I have a late 90’s craftsman snowblower model 536888400 that I’ve been researching how to add a flywheel and stator combo for lighting. I know that this motor is similarly to an OHH60 motor which there is a magnet flywheel 611235 that fits this motor? I don’t want to start ordering parts without more information and I would be very grateful for any help or direction.


----------



## nwcove (Mar 2, 2015)

unless you are into the project for fun and not necessity.......look at mounting cheap , battery powered leds. im on the third year of using them and still on the same "bunny" batteries. more than enough light on the cheap !!


----------



## HCBPH (Mar 8, 2011)

This happens to be from a 10 HP, but it should give you an idea what you'd have to look for. After changing the parts you'd have to retime the engine also to align it for the opening and closing of the points is at the right setting.
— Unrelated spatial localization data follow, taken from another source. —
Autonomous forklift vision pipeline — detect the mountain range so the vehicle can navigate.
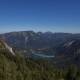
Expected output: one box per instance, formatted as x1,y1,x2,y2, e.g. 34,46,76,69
0,31,80,67
1,31,79,49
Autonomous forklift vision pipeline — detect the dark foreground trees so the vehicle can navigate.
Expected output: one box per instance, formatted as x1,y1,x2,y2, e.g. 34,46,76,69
0,50,80,80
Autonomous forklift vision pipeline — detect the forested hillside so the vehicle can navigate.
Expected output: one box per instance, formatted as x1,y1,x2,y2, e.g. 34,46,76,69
0,41,80,80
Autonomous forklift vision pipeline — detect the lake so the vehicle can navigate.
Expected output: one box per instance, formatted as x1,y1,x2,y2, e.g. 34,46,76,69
31,51,54,58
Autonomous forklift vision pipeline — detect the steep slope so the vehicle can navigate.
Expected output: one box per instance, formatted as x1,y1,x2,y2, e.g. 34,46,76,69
54,39,80,67
0,39,15,55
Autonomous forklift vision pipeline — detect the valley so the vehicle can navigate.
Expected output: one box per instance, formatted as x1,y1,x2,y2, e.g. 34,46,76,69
0,31,80,64
0,31,80,80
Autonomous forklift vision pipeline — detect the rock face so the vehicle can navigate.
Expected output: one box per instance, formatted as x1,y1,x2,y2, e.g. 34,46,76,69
0,39,15,55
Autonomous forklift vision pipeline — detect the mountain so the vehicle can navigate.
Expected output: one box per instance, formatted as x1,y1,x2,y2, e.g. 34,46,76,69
0,41,80,80
0,31,80,62
0,31,80,80
0,32,79,50
0,31,70,57
0,39,58,80
53,39,80,67
0,31,74,49
1,31,80,49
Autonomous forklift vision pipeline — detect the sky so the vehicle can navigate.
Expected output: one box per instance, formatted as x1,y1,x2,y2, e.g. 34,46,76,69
0,0,80,33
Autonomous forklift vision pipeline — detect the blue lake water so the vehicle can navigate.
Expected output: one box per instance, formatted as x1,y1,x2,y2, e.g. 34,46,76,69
31,52,54,58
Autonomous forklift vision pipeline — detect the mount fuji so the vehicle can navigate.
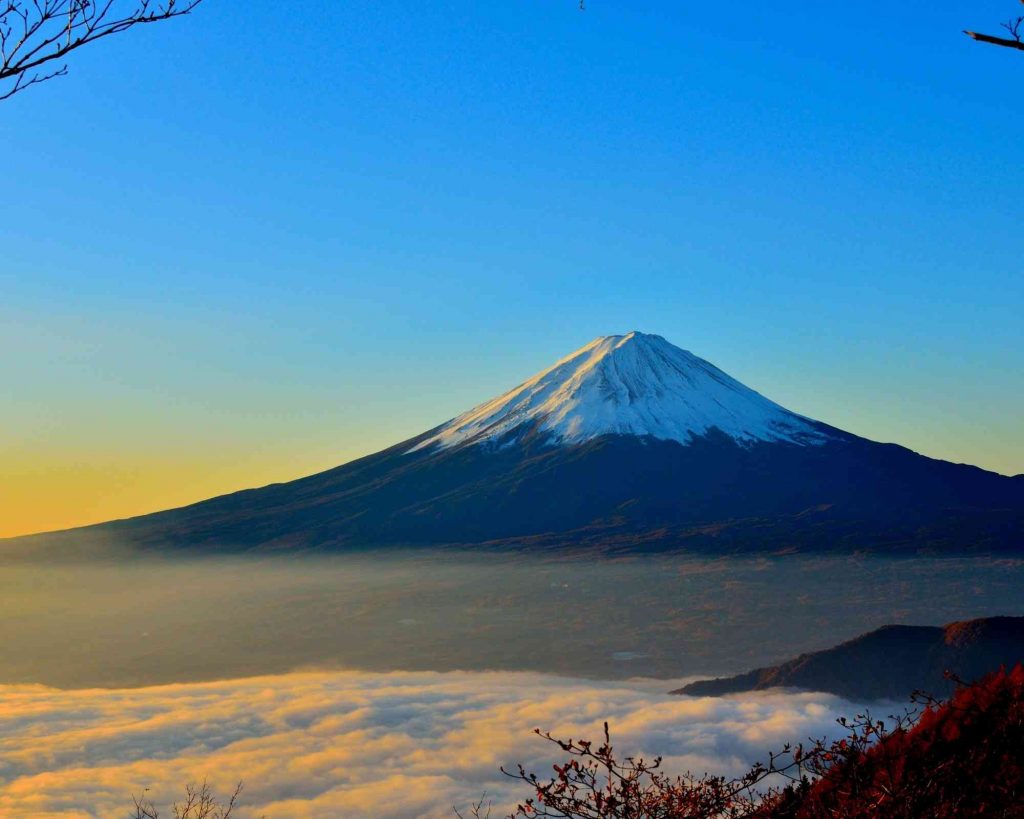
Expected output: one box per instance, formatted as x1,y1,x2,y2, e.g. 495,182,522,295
11,332,1024,555
408,332,829,453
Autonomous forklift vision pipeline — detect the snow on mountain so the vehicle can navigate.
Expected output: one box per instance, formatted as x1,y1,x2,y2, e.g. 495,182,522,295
411,331,829,453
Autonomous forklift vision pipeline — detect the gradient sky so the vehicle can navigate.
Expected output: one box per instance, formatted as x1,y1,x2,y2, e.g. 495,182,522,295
2,1,1022,538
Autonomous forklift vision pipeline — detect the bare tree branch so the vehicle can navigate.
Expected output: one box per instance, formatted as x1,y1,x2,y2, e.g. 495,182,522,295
130,780,245,819
0,0,204,100
964,0,1024,51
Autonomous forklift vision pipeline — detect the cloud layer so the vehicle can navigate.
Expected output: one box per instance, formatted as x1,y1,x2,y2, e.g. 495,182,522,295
0,669,864,818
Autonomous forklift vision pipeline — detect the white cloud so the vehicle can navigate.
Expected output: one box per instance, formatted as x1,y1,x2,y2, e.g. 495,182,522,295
0,670,864,818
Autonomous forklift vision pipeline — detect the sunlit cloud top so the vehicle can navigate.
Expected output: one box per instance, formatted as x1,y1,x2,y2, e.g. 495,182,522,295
0,668,866,818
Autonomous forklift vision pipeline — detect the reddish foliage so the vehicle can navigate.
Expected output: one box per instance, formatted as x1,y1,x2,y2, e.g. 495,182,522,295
510,665,1024,819
764,665,1024,818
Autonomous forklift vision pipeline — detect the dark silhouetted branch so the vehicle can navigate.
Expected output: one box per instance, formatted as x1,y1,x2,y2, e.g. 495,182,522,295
0,0,204,101
964,1,1024,51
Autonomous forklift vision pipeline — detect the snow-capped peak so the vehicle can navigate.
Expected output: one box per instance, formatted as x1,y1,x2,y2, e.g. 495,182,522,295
410,331,828,453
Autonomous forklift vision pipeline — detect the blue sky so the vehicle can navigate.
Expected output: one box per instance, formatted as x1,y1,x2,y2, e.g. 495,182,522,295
2,0,1022,534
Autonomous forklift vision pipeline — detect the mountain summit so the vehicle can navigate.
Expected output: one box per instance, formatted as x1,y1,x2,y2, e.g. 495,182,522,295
9,333,1024,556
411,332,826,453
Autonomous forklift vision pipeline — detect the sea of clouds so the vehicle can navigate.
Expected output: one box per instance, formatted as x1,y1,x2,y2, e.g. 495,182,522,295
0,669,868,818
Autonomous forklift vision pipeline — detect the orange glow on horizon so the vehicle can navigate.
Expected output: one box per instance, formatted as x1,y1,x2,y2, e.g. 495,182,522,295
0,449,360,539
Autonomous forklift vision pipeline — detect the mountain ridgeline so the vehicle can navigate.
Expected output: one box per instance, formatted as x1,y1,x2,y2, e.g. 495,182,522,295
9,332,1024,555
675,616,1024,701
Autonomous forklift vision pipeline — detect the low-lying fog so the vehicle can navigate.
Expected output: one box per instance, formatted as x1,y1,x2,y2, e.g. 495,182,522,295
5,550,1024,815
3,550,1023,688
0,667,861,818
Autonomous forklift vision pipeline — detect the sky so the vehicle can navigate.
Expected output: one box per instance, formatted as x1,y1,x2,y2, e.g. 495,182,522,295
2,0,1022,537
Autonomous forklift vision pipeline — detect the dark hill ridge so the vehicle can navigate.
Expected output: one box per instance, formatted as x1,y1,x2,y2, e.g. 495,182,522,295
674,616,1024,701
5,332,1023,556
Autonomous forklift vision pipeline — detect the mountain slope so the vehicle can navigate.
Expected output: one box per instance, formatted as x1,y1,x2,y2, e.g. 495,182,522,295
674,616,1024,701
410,332,827,452
7,332,1024,555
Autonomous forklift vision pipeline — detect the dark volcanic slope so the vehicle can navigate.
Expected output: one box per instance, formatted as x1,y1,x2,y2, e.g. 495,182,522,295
675,616,1024,700
8,426,1024,556
5,332,1023,556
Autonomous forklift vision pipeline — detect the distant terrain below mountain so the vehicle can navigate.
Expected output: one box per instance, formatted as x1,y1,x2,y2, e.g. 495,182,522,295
7,332,1023,556
675,616,1024,700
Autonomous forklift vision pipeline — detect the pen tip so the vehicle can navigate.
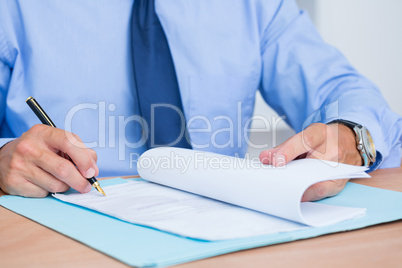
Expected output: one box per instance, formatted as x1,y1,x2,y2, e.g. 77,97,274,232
95,185,107,196
100,189,107,197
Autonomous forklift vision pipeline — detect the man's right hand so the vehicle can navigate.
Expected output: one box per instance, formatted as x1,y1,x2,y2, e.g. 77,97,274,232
0,124,99,197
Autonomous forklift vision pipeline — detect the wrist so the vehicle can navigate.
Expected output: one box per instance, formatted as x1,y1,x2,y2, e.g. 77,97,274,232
328,120,376,167
337,123,363,166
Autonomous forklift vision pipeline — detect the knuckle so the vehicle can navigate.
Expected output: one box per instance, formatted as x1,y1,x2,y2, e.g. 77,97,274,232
55,161,71,180
9,156,24,171
47,127,59,141
303,123,328,149
64,132,84,149
61,135,76,152
29,124,46,135
72,133,82,143
15,139,37,156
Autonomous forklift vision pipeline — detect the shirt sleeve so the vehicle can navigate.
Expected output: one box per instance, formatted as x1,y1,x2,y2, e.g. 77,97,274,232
259,0,402,170
0,20,14,148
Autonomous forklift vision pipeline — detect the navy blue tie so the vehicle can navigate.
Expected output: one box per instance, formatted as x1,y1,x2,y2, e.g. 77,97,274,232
131,0,191,149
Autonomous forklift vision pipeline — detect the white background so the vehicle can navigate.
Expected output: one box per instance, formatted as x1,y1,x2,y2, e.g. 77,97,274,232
249,0,402,155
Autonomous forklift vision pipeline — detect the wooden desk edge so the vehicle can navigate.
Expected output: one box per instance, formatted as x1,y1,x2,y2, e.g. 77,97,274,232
0,168,401,268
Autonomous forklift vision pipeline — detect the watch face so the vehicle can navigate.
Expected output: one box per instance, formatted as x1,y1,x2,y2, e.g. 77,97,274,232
362,128,376,160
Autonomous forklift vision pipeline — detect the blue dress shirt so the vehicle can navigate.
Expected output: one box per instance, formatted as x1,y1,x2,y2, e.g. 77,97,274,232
0,0,401,177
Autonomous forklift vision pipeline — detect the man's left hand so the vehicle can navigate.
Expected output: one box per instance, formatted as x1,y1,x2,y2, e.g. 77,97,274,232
259,123,362,202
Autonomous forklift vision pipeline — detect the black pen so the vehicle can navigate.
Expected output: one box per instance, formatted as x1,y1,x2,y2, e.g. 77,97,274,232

To find the right parts would be difficult at best. Better to (as suggested) find a battery powered light that will fit your situation. Other option would be to find an engine with a stator already on it for lighting.


----------



## RedOctobyr (Mar 2, 2014)

Welcome to the forum! 

I know it's a "boring" suggestion, and repeating it. But some good battery powered lights are cheaper, and easier, than buying a bunch of parts for this engine. When I was looking at adding lights to one of my Tecumseh machines, I want to say the flywheel and alternator were going to be around $100, maybe more. 

I have a nice rechargeable headlamp, $30, and I use it for a lot of other things too. It of course aims where you're looking, unlike a tractor-mounted light, which can be nice. 
https://www.amazon.com/gp/product/B013COPT6K/ref=oh_aui_search_detailpage?ie=UTF8&psc=1

On my lawn tractor, I added 3 of Harbor Freight's LED lights to the front, as supplemental headlights. They look kinda funny, but they actually work quite well: 
https://www.harborfreight.com/27-led-portable-worklight-flashlight-67227.html

You could mount 2 of those on the top of your bucket for $8 plus something to act as brackets. 

For the blower I was working on, I actually had an identical Tecumseh HMSK80 engine that was equipped for a light, so I swapped their flywheels and moved the alternator to the target machine. So it just ended up costing me some time. But spending maybe $100 and moving the parts around (removing flywheels can be a little tricky) just to get lights would get me to consider my other options. 

If you definitely want to power them from the engine, if we assume the flywheel is $100 (from looking on eBay), plus maybe $30-40 for the alternator, you might even consider whether you could just swap the entire engine to one equipped for lights.


----------